Yeah. So this exact number, if you look at Q2, that number had grown at around 8% Y-o-Y and Q3 is robust growth. So what has happened that the growth has come off.

Ramesh Kancharla

There is not a very particular, you know time. What happens is that you keep moving from the mature — non-matured hospital to matured hospitals. So that trajectory, whatever you’re looking at is a moving trajectory, right? So if you look at on like-to-like basis, if you are comparing probably we have seen the IB number growth of roughly two or by roughly 9% basically.

Deven Kulkarni

Okay. Okay. Yeah.
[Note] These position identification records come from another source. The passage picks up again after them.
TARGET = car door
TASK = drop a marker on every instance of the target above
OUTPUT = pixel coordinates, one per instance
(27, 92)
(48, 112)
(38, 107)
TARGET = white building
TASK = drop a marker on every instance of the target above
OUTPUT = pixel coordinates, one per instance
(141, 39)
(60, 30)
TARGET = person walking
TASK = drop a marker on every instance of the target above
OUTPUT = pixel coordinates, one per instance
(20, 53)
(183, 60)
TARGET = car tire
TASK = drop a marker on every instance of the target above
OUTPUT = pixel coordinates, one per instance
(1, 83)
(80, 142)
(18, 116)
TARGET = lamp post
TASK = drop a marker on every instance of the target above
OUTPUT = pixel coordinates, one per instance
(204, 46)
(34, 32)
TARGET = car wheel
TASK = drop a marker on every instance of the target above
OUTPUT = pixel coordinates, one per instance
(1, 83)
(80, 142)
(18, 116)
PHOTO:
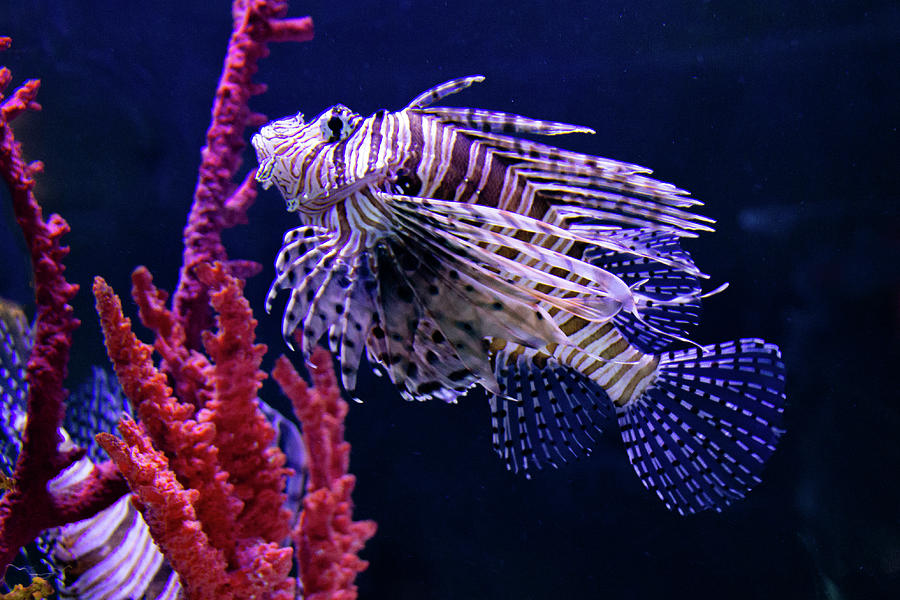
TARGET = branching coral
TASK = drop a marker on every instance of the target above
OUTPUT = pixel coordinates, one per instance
(199, 459)
(327, 539)
(30, 507)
Okay, good.

Ramesh Kancharla

So there is a movement of the bets which keeps happening. So that is where you are looking at. But on the standalone basis, if you look at matured hospitals growth only, it is roughly 9% basically. It’s a little confusing data because we are looking at the moving data and looking at the aesthetic data. So of the last quarter. So that is the difference.

Operator

Thank you. The next question is from the line of Nilesh Dat from Berman Capital. Please go-ahead.

Nitesh Dutt

Hi, just a quick clarification. The INR7 crore one-time impact that you mentioned, was it for Q3 of this year or was it during previous quarter?

Vikas Maheshwari

So quarter second and quarter three is evenly distributed, you can say almost evenly. So INR3.5 crore roughly in this quarter and the last quarter is a similar amount. So total INR7 crores in two quarters.

Nitesh Dutt

Understood. Thanks.

Ramesh Kancharla

Thank you.

Operator

Thank you. Ladies and gentlemen, that was the last question for today. I would now like to hand the conference over to the management for closing comments.

Ramesh Kancharla

Thank you. Yeah. Thank you. We appreciate your participation in today’s conference call and the insightful questions. Your support plays a vital role in our strategic progress and we truly value the time each of you has taken to understand our business and the future plans. For the further information, if any, please reach-out to Mr. Bandari, our Investor Relationship Head at Investor Relations at the Raterainbow. With this, I close the conference. Thank you for participation. Thank you.

Vikas Maheshwari

Thank you.

Saurabh Bhandari

Thank you.

Operator

Thank you. On behalf of IIFL Capital, that concludes this conference. Thank you for joining us and you may now disconnect your lines. Thank you.